With no arguments, rs transposes its input, and assumes one array entry per input line unless the first non-ignored line is longer than the
display width. Option letters which take numerical arguments interpret a missing number as zero unless otherwise indicated.
EXAMPLES
The rs utility can be used as a filter to convert the stream output of certain programs (e.g., spell, du, file, look, nm, who, and wc(1))
into a convenient ``window'' format, as in
% who | rs
This function has been incorporated into the ls(1) program, though for most programs with similar output rs suffices.

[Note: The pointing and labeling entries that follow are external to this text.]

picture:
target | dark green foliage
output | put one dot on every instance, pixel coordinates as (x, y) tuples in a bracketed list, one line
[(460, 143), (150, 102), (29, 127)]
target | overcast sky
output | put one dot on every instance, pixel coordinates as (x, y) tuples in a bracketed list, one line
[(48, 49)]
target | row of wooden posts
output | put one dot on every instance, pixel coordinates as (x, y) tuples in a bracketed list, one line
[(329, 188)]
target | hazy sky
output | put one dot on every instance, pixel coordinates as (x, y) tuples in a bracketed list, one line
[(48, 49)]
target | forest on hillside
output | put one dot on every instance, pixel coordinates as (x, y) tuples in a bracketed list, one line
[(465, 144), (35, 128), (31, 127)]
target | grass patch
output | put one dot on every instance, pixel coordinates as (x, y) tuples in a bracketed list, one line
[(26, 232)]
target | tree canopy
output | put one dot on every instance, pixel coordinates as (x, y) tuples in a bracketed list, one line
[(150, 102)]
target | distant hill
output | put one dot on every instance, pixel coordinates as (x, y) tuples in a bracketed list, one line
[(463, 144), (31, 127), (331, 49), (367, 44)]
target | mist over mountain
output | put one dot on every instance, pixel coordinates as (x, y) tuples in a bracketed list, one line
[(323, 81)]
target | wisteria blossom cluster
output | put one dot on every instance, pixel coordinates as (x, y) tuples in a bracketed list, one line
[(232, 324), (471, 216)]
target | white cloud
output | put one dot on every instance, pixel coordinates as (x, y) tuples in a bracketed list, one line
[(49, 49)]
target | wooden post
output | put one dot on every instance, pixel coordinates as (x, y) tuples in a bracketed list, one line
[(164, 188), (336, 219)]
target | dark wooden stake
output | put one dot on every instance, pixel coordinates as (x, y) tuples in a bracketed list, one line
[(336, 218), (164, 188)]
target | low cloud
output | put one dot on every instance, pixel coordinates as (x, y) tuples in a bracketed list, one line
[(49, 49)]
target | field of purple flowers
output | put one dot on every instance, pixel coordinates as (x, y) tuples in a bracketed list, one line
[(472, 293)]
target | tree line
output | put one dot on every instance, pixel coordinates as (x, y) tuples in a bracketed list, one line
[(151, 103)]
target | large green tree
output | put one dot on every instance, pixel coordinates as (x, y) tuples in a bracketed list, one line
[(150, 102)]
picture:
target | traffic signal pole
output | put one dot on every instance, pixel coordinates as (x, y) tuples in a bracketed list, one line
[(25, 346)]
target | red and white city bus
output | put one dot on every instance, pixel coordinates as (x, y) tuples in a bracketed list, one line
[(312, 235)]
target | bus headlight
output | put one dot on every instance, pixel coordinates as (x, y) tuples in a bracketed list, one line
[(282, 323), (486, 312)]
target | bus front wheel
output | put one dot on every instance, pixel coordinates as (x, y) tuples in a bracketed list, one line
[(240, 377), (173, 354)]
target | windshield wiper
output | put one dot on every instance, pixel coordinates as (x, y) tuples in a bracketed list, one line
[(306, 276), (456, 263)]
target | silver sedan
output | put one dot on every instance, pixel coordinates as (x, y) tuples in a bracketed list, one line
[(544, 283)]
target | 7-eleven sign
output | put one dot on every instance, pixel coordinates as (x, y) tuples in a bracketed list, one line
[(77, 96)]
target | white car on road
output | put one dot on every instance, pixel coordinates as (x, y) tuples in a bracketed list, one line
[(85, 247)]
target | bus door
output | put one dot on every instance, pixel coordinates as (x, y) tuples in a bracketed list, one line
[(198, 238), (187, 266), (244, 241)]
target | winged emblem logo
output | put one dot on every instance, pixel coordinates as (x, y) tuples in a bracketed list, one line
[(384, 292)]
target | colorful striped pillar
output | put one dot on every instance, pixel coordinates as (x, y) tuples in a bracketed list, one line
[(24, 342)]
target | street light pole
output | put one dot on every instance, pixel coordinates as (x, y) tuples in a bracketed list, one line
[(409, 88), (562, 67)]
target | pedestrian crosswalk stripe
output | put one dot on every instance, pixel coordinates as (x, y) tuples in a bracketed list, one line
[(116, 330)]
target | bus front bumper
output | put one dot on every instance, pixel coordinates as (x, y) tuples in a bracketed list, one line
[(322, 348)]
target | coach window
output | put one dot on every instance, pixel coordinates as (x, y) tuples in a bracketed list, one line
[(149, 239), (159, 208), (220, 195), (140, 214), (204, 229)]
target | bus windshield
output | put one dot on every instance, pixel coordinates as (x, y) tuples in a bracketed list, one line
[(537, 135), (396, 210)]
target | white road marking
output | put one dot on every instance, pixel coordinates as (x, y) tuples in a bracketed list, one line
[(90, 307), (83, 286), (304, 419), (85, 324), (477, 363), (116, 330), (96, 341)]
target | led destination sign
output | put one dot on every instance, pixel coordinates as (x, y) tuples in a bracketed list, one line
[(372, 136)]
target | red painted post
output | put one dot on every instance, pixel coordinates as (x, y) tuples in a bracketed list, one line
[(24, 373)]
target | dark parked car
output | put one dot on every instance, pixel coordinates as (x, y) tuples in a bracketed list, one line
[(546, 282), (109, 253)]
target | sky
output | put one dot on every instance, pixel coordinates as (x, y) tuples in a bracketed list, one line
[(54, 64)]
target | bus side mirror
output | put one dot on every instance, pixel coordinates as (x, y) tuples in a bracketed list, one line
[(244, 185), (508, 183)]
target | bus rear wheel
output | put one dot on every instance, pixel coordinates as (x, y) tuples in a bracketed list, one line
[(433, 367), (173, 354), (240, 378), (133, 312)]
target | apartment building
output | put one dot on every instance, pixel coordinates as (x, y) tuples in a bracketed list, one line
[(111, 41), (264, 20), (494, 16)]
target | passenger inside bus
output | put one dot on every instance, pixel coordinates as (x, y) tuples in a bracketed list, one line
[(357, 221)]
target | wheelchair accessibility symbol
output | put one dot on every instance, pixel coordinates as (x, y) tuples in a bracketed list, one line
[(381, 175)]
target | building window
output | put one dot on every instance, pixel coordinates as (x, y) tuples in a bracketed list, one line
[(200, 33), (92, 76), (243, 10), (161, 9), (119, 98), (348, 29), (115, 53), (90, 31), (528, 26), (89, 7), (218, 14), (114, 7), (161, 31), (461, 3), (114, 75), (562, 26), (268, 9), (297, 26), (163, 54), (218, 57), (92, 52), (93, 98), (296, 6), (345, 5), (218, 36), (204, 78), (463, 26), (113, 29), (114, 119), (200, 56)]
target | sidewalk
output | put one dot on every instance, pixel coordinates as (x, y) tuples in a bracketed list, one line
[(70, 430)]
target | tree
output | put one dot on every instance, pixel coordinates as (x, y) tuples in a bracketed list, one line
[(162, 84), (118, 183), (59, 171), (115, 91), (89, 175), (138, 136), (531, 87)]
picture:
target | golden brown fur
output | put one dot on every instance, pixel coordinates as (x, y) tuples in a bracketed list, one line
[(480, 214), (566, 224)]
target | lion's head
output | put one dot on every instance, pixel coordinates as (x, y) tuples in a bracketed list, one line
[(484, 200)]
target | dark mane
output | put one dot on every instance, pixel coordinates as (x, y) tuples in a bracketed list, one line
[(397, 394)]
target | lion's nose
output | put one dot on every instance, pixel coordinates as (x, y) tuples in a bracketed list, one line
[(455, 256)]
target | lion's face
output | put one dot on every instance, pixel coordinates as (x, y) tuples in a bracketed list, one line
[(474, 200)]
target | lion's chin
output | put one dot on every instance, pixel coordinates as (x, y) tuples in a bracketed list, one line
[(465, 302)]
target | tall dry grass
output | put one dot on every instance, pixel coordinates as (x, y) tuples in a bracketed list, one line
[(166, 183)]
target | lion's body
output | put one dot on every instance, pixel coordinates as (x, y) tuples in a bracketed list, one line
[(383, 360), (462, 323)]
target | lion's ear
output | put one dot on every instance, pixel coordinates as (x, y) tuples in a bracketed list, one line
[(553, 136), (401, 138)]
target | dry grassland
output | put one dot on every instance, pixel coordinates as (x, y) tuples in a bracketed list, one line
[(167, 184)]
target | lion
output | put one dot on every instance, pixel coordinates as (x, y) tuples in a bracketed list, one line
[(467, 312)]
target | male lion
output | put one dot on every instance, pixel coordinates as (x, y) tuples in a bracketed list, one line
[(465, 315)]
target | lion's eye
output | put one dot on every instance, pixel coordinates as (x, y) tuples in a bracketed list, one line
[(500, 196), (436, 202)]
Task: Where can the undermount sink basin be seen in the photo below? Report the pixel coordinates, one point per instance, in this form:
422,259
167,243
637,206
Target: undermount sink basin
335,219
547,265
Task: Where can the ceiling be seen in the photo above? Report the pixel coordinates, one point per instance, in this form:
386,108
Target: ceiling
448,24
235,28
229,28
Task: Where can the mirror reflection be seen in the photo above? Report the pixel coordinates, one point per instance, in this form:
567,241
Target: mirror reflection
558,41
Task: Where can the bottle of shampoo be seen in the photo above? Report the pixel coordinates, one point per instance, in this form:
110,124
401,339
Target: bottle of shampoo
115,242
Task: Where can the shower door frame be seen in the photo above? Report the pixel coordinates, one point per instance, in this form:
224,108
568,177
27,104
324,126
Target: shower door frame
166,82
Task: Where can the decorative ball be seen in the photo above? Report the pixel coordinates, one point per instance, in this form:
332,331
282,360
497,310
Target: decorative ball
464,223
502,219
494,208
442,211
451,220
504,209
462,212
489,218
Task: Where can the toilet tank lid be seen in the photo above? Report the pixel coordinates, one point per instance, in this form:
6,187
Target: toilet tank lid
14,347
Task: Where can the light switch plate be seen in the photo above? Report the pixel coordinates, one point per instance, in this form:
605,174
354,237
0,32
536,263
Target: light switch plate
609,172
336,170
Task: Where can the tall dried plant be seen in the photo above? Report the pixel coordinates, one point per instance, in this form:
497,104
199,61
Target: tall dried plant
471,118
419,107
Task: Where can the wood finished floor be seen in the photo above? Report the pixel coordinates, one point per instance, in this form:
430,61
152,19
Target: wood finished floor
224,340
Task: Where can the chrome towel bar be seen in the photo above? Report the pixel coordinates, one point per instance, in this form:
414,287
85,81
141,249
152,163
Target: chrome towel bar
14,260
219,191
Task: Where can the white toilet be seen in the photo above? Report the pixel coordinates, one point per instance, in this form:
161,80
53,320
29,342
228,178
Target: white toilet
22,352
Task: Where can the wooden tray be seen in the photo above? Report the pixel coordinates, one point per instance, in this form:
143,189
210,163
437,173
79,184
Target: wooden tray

To convert stream input into vector output and back again, use
% rs 1 0 | rs 0 1
A 10 by 10 array of random numbers from 1 to 100 and its transpose can be generated with
% jot -r 100 | rs 10 10 | tee array | rs -T > tarray
In the editor vi(1), a file consisting of a multi-line vector with 9 elements per line can undergo insertions and deletions, and then be
neatly reshaped into 9 columns with
:1,$!rs 0 9
Finally, to sort a database by the first line of each 4-line field, try
% rs -eC 0 4 | sort | rs -c 0 1
SEE ALSO
jot(1), pr(1), sort(1), vi(1)
BUGS
Handles only two dimensional arrays.
The algorithm currently reads the whole file into memory, so files that do not fit in memory will not be reshaped.
Fields cannot be defined yet on character positions.
Re-ordering of columns is not yet possible.
There are too many options.
BSD
December 30, 1993 BSD